Les Ultras ont qualifié leur décision de “pause pour réveiller les consciences”, dénonçant la banalisation de la corruption dans la gestion des affaires de la ville et du sport en général.

Dans leur communiqué, ils expliquent qu’“avant le derby, plusieurs réunions ont eu lieu entre les trois groupes, au terme desquelles (ils ont) convenu de boycotter le match”. Une rencontre a ensuite été tenue avec les autorités concernées “pour clarifier notre position, adoptée volontairement”, ajoute le communiqué. “Nous avons choisi de garder le silence, sans incitation au boycott, conscients de la tension actuelle dans la ville. L’intérêt du pays prime pour nous sur toute autre considération”, précise la même source.

Les Ultras ajoutent que les raisons de ce boycott sont claires et tiennent notamment à “une gestion chaotique des travaux de rénovation du complexe Mohammed-V, emblème du sport national, sans réelle reddition des comptes, des milliards dépensés sans amélioration visible, les mêmes rustines avec des budgets toujours plus élevés, des retards énormes dans les travaux, alors que la majorité des titres de la saison sont déjà joués et que d’autres stades ont été construits en un temps record”. Ils rappellent qu’en huit ans, le stade a été fermé trois fois pour rénovation.
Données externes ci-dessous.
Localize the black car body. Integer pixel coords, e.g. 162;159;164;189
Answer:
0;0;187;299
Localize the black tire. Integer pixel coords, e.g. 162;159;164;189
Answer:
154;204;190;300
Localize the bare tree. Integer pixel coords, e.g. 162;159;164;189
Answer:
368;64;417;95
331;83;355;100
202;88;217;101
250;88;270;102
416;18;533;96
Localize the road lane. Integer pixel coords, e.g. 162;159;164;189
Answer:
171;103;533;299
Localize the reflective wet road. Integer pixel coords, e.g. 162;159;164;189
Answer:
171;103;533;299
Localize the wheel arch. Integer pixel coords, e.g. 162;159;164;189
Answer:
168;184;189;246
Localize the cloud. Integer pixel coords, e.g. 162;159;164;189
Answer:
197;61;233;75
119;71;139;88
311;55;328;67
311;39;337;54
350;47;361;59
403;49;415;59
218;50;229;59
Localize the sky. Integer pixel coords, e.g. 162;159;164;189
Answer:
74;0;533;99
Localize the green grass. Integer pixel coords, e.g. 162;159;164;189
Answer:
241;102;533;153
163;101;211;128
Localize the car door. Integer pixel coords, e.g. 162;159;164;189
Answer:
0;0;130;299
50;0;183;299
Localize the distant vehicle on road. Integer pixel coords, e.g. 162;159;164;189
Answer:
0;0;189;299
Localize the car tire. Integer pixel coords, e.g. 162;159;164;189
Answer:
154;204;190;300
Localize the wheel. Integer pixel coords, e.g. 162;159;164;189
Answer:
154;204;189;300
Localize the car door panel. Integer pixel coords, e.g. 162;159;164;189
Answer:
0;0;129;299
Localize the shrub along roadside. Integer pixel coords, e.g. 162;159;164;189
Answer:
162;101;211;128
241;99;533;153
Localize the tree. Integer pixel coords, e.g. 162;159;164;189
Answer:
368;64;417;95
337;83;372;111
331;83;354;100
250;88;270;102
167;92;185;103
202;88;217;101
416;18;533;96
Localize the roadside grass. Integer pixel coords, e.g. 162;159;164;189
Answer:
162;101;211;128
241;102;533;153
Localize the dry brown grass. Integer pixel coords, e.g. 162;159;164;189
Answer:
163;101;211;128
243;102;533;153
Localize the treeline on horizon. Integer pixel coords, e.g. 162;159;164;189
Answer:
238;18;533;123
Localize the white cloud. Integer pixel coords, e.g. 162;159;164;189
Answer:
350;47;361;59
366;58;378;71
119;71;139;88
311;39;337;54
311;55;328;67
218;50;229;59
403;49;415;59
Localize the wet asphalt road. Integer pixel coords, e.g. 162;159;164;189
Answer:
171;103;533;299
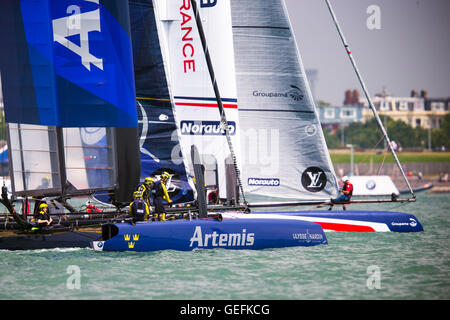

Les groupes dénoncent également les restrictions subies par le mouvement Ultra depuis le début de la saison, notamment “les limitations de déplacement injustifiées, les décisions de huis clos incohérentes, et l’iniquité flagrante entre villes”. Casablanca, ajoutent-ils, continue de souffrir d’un abandon flagrant en matière d’infrastructures, alors que de petits clubs ont obtenu des stades neufs aux normes internationales.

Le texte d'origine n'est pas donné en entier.